Right now it is easier to think that I won't accomplish everything I desire…both before entering a convent and afterward. I am afraid I will not make a good sister, or a good teacher. I know in spite of this fear that God's grace will provide for me. Furthermore, as long as I continue to have a desire to help people (and I truly long to be helpful to people in any way I can), God will use that desire.
I am gearing up for this coming weekend: a Come & See retreat with the Dominicans of Mary, Mother of the Eucharist. By "gearing up" I mean I am choosing to spend more time in adoration this week, and I intend to make it to Mass every day. But a part of me is a little worried: what if I hate it? And if I hate it, is that because I'm just uncomfortable with the monastic style of their charism (and its relative increase in silence when compared to a familial order)? Or maybe I'll hate it just because I'm not called there?
I don't want to go even thinking I might hate it.

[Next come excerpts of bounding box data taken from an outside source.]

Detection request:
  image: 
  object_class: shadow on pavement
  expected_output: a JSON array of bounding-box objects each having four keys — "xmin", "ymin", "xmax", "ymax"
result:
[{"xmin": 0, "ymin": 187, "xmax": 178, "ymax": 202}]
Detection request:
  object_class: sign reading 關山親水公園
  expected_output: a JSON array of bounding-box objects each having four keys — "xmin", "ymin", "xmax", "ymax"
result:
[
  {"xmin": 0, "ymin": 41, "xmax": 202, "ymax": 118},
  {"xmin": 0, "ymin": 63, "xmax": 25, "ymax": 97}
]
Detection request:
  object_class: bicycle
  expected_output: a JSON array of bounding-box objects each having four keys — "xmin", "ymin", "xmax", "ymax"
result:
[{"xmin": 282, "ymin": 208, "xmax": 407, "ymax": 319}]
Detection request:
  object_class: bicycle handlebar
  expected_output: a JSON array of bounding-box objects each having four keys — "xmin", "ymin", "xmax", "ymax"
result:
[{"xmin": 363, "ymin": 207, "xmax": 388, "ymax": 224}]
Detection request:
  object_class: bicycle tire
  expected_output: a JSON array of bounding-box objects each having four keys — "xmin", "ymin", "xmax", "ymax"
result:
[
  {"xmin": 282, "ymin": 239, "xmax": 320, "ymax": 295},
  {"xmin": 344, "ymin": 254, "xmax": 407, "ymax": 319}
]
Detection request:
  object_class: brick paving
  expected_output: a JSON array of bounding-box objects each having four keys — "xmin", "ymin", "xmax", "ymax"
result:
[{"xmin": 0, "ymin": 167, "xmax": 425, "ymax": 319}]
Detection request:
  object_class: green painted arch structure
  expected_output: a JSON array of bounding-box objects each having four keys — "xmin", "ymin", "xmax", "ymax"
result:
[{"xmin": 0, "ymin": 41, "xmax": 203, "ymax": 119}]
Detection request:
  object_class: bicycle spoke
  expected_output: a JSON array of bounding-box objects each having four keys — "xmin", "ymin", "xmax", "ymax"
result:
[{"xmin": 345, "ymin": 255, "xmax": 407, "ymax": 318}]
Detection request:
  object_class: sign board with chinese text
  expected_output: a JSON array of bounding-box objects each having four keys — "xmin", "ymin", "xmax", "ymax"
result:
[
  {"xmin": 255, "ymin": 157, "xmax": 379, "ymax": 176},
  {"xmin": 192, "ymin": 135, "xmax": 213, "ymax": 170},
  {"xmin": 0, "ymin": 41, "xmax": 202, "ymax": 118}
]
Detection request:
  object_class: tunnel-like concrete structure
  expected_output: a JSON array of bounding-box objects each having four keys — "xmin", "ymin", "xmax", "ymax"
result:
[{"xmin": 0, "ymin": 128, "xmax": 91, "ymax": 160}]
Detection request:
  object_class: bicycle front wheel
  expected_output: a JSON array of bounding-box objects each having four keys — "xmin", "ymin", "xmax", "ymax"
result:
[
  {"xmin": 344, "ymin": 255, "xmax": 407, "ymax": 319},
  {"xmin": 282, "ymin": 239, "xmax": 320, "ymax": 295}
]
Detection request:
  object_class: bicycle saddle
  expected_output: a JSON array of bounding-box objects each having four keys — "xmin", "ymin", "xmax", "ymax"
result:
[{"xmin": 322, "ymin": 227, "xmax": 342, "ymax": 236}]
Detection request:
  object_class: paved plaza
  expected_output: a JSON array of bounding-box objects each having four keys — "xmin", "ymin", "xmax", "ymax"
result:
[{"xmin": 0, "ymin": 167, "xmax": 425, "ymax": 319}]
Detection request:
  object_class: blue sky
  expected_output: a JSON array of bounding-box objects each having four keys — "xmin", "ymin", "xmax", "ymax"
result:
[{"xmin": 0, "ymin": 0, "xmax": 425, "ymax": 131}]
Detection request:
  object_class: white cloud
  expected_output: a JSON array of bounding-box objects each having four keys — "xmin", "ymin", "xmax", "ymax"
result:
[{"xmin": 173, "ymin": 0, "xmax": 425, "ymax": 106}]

Because when I went down to visit the Handmaids last November, I just remember being so thrilled to go on retreat, filled with such longing to be there and contentment and joy once I got there. Just because I'll be meeting sisters I don't know doesn't mean I'll be miserable. Best of all, I'll be meeting my Beloved there.
So. Enough with the worries and anxieties. These are the foxes in my soul. And I refuse to let them steal my joy.